China said on Friday it will not agree to any deal tying climate change aid from rich nations to its acceptance of tighter international checks of its greenhouse gas emissions, which it said will grow for some time.
Huang Huikang, the Chinese Foreign Ministry’s special representative for climate change talks, laid bare rifts between Beijing and rich countries, especially the United States, that could trouble high-level negotiations in Cancun, Mexico.
China, the world’s biggest emitter of greenhouse gases from human activity, will be a key player when almost 200 governments meet in Cancun from late this month to try to agree on a “green fund” for poor countries and other building blocks for a comprehensive new agreement to combat global warming.
Cancun is meant to be the stepping stone to a legally binding deal next year that would lock governments into reducing the greenhouse gas pollution holding solar heat in the atmosphere and threatening to trigger dangerous climate change.
Premier Wen Jiabao chaired a meeting of Chinese officials steering climate policy that issued a statement that their government would “work with all sides to achieve a positive outcome in Cancun,” the official Xinhua news agency reported.

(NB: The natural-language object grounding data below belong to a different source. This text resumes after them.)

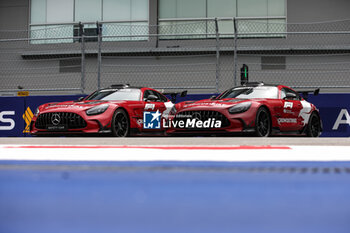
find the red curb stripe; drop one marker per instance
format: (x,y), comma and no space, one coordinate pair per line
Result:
(159,147)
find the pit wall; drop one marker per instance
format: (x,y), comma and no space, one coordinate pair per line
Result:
(16,112)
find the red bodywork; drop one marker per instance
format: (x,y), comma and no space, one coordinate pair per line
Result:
(75,114)
(287,116)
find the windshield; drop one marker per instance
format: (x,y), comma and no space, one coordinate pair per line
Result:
(251,93)
(121,94)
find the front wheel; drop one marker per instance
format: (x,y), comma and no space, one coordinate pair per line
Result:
(120,124)
(314,126)
(262,123)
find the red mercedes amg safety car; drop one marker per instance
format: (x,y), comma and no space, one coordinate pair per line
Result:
(252,108)
(118,110)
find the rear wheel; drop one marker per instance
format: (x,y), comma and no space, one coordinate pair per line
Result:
(120,124)
(262,123)
(314,126)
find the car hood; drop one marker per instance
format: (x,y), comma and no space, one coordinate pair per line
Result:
(208,103)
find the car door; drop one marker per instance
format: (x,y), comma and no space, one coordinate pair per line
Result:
(290,109)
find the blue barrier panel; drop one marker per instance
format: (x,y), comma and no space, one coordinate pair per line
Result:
(11,116)
(265,197)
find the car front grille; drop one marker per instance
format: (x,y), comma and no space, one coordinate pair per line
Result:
(71,120)
(203,116)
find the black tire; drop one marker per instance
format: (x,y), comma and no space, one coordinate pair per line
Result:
(120,124)
(262,123)
(313,128)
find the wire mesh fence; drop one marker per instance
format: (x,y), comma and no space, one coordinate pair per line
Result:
(204,55)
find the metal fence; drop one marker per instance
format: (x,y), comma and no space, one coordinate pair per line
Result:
(204,55)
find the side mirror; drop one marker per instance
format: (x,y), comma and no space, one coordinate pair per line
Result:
(290,95)
(152,98)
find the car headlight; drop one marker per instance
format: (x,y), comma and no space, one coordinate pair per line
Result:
(241,107)
(97,110)
(173,111)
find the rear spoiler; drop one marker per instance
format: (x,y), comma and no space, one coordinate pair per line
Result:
(173,95)
(305,93)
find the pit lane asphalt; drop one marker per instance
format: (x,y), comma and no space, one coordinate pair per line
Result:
(198,141)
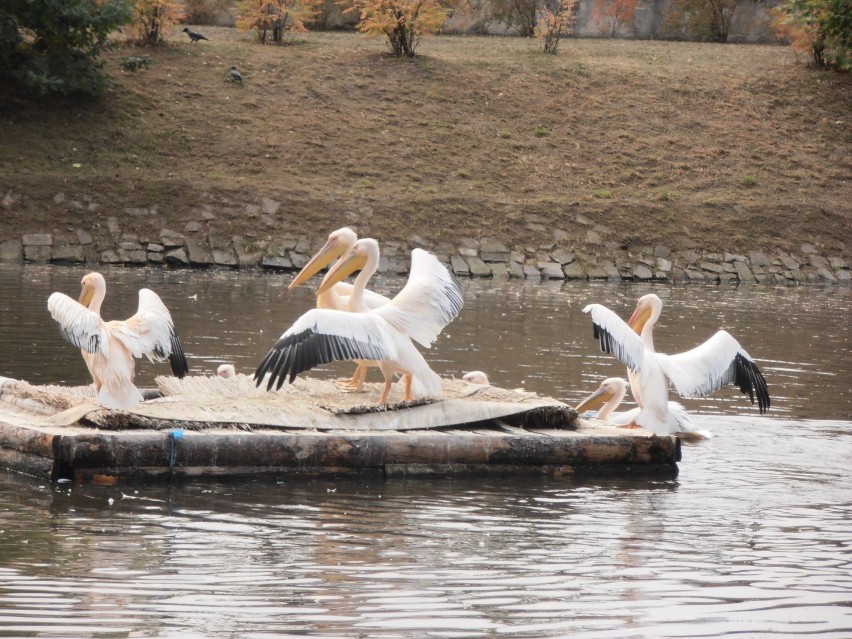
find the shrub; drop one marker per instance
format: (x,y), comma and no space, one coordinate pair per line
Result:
(54,47)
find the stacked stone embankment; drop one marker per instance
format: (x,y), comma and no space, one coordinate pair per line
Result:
(560,259)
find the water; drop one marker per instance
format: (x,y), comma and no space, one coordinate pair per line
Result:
(753,538)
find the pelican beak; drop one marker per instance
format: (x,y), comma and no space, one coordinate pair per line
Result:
(330,251)
(355,262)
(86,294)
(639,318)
(595,400)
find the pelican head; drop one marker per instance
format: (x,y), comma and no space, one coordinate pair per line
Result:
(364,250)
(338,243)
(609,388)
(93,291)
(476,377)
(648,310)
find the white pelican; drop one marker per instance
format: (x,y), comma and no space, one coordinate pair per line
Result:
(339,297)
(611,393)
(226,371)
(476,377)
(430,300)
(719,361)
(109,348)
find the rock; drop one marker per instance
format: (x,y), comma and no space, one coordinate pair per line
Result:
(225,257)
(171,239)
(516,270)
(531,272)
(758,259)
(562,256)
(37,239)
(177,256)
(711,267)
(459,265)
(642,272)
(499,270)
(11,251)
(744,273)
(276,263)
(819,262)
(574,271)
(551,270)
(69,254)
(789,263)
(826,275)
(478,268)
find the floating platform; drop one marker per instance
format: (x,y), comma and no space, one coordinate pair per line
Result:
(215,427)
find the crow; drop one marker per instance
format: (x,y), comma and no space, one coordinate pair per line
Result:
(194,35)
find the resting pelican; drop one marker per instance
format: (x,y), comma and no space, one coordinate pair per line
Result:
(611,393)
(339,297)
(430,300)
(109,348)
(719,361)
(476,377)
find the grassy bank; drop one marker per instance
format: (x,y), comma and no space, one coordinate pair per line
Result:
(726,147)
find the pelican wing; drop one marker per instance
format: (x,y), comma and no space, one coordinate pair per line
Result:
(151,332)
(78,324)
(715,363)
(321,336)
(431,299)
(616,337)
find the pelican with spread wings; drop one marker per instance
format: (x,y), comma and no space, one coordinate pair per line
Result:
(429,301)
(110,348)
(719,361)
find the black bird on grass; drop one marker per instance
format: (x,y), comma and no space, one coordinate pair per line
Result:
(194,35)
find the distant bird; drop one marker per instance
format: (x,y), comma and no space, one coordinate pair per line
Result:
(194,35)
(476,377)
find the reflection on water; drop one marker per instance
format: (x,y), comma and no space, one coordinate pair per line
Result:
(752,539)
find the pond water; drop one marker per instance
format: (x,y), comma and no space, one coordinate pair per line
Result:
(753,538)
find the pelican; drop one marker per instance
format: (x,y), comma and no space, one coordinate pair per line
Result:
(339,297)
(611,393)
(719,361)
(430,300)
(109,348)
(226,371)
(476,377)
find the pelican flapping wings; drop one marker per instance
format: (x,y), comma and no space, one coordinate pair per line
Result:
(430,300)
(110,348)
(719,361)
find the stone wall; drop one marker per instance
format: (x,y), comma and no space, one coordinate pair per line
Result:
(594,257)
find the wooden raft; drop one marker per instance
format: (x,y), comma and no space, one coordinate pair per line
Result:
(212,427)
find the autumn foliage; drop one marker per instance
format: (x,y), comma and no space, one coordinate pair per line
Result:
(402,22)
(556,20)
(152,18)
(272,19)
(613,15)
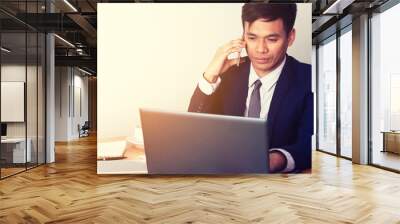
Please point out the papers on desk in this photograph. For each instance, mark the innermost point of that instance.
(115, 149)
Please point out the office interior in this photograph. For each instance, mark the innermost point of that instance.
(48, 69)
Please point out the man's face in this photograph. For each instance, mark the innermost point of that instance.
(266, 43)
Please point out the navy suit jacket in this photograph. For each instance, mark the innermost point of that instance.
(290, 116)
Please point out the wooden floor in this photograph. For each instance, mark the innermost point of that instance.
(70, 191)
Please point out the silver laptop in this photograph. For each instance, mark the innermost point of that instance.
(195, 143)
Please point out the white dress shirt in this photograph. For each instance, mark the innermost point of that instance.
(266, 92)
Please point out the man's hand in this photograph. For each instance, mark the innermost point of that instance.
(220, 63)
(277, 162)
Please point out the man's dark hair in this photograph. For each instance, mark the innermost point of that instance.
(270, 12)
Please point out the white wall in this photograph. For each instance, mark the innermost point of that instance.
(67, 85)
(157, 52)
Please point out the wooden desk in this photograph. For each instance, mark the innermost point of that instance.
(131, 161)
(13, 150)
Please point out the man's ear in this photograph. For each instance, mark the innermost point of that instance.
(291, 37)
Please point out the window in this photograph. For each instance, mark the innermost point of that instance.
(346, 94)
(327, 96)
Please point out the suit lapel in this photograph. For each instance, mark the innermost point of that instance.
(281, 90)
(237, 93)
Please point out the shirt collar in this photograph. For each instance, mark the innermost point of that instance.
(268, 80)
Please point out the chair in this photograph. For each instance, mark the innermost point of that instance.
(84, 130)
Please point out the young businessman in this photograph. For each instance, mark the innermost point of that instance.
(267, 84)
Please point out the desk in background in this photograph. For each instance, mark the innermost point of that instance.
(391, 141)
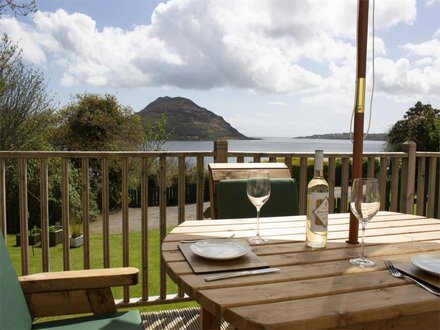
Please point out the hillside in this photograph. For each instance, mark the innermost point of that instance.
(188, 121)
(345, 136)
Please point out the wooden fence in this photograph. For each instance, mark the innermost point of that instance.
(409, 183)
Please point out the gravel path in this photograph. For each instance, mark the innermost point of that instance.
(115, 218)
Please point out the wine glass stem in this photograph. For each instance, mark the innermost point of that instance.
(258, 222)
(363, 235)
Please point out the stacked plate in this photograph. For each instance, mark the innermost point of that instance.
(428, 262)
(220, 249)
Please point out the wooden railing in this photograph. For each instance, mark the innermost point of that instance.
(409, 183)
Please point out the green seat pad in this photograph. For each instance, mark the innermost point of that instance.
(233, 202)
(14, 313)
(117, 321)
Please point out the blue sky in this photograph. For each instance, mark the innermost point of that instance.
(269, 67)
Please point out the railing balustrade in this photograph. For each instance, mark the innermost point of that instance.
(409, 183)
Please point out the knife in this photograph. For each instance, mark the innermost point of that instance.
(242, 273)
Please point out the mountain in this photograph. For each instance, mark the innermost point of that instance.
(345, 136)
(188, 121)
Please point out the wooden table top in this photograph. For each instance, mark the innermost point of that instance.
(314, 288)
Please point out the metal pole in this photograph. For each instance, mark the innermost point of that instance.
(362, 35)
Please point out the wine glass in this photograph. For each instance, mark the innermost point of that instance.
(364, 203)
(258, 191)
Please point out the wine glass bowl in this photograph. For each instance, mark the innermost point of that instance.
(364, 203)
(258, 192)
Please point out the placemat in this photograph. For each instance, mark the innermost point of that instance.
(412, 270)
(203, 265)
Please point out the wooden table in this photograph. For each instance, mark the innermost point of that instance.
(314, 288)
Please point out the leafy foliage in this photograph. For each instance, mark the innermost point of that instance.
(25, 106)
(420, 124)
(97, 122)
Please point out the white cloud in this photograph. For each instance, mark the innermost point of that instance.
(204, 44)
(278, 103)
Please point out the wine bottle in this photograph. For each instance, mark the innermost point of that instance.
(317, 206)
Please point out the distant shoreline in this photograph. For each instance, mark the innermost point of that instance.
(344, 136)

But even modest gains at the talks appear tough after bickering between China and the United States, the top greenhouse gas emitters that have also sparred over trade and currency ties.
The U.S., European Union and other governments want China, India and other big emerging economies to shoulder firmer international commitments to control and eventually cut their emissions, and to subject those emissions to tighter monitoring.
Huang said Beijing would not yield on what he said was China’s right to make economic growth an overriding priority.
“Recently, we’ve found that some people have always been making a fuss about so-called (emissions) transparency,” he told a news conference.
The key to success in climate negotiations, he said, was advanced economies leading with big emissions cuts and ensuring more aid and clean technology to help poorer nations.
“These are unconditional and should not be linked to anything else,” he said of rich nations’ efforts.
“This is a strong signal. Previously, we haven’t so strongly stressed that as a matter of principle we believe that improving transparency is not an issue.”
China’s emissions would keep growing for some time, Huang added, but he did not specify for how long.
“China’s overriding priority will be to develop its economy, eliminate poverty and raise people’s welfare, and our energy consumption and (greenhouse gas) emissions will experience reasonable growth for some time,” he said.
Huang’s comments underscored the hurdles to crafting a climate treaty that will accommodate the competing demands of emerging and advanced economies.
Governments failed to agree last year on a new legally binding deal. A meeting in Copenhagen last December ended in rancor between rich and developing countries and created a loose, non-binding accord with many gaps.
China’s emissions have more than doubled since 2000 and have outstripped the United States’. In 2009 its emissions of carbon dioxide from burning fossil fuels were 7.5 billion tonnes, or 24 percent of the global total, according to BP.
Beijing has made a domestic vow to reduce “carbon intensity,” the amount of carbon dioxide emitted for each dollar of economic growth, by 40-45 percent by 2020 compared with 2005. But it says that goal will not be turned into a binding international target.